FDA Ingvestigating Norovirus Outbreaks FDA Ingvestigating Norovirus Outbreaks
U.S. Food and Drug Administration
The U.S. Food and Drug Administration (FDA) is currently working with five states and the Centers for Disease Control and Prevention to investigate an outbreak of norovirus which has been associated with raw, frozen oysters on the half shell from South Korea. Eight individuals have been confirmed as becoming ill as a result of consuming the raw oysters at a private event in Woodburn, Oregon. On December 8, FDA testing of oysters from the same production lot showed positive results for norovirus.
Symptoms of illness associated with norovirus include nausea, vomiting, diarrhea, and stomach cramping. Individuals often experience low-grade fever, chills, headache, muscle aches, and a general sense of tiredness. Most people show symptoms within 48 hours of exposure to the virus.
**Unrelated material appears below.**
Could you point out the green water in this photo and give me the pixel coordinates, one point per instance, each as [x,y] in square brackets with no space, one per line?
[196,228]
The illness typically lasts one to two days.
The implicated oysters have been identified as part of lot No. 6098 from the Central Fisheries Company in South Korea and imported by Fortuna Sea Products, Inc. of California. From Fortuna Sea Products, Inc., the frozen oysters were distributed to proprietors in Texas, Colorado, Nevada, California, and Oregon.
On November 27, 2006, Fortuna Sea Products, Inc. initiated a recall of the 1,100 cases that comprised the affected lot. Consumers in Texas, Colorado, Nevada, California, and Oregon who ate oyster products between mid-October and early December and who experienced symptoms of norovirus are encouraged to contact their local health department. Consumers in possession of frozen oysters on the half shell purchased during this period should contact their retailer to determine if the oysters are from the affected lot of South Korean oysters and need to be returned.